Abstract

Gravitating systems surrounded by a dynamic sea of substructures experience fluctuations of the local tidal field which inject kinetic energy into the internal motions. This paper uses stochastic calculus techniques to describe ‘tidal heating’ as a random walk of orbital velocities that leads to diffusion in a four-dimensional energy–angular momentum space. In spherical, static potentials, we derive analytical solutions for the Green’s propagators directly from the number density and velocity distribution of substructures with known mass and size functions without arbitrary cuts in forces or impact parameters. Furthermore, a Monte Carlo method is presented, which samples velocity ‘kicks’ from a probability function and can be used to model orbital scattering in fully generic potentials.

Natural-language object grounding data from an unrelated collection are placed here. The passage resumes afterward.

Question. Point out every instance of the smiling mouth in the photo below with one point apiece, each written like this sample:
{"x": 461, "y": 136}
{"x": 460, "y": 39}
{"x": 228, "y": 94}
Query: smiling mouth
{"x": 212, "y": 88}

For illustration, we follow the evolution of planetary orbits in a clumpy environment. We show that stochastic heating of (mass-less) discs in a Keplerian potential leads to the formation, and subsequent ‘evaporation’ of Oort-like clouds, and derive analytical expressions for the escape rate and the fraction of comets on retrograde orbits as a function of time. Extrapolation of the subhalo mass function of Milky Way-like haloes down to the WIMP free-streaming length suggests that objects in the outer Solar system experience repeated interactions with dark microhaloes on dynamical time-scales.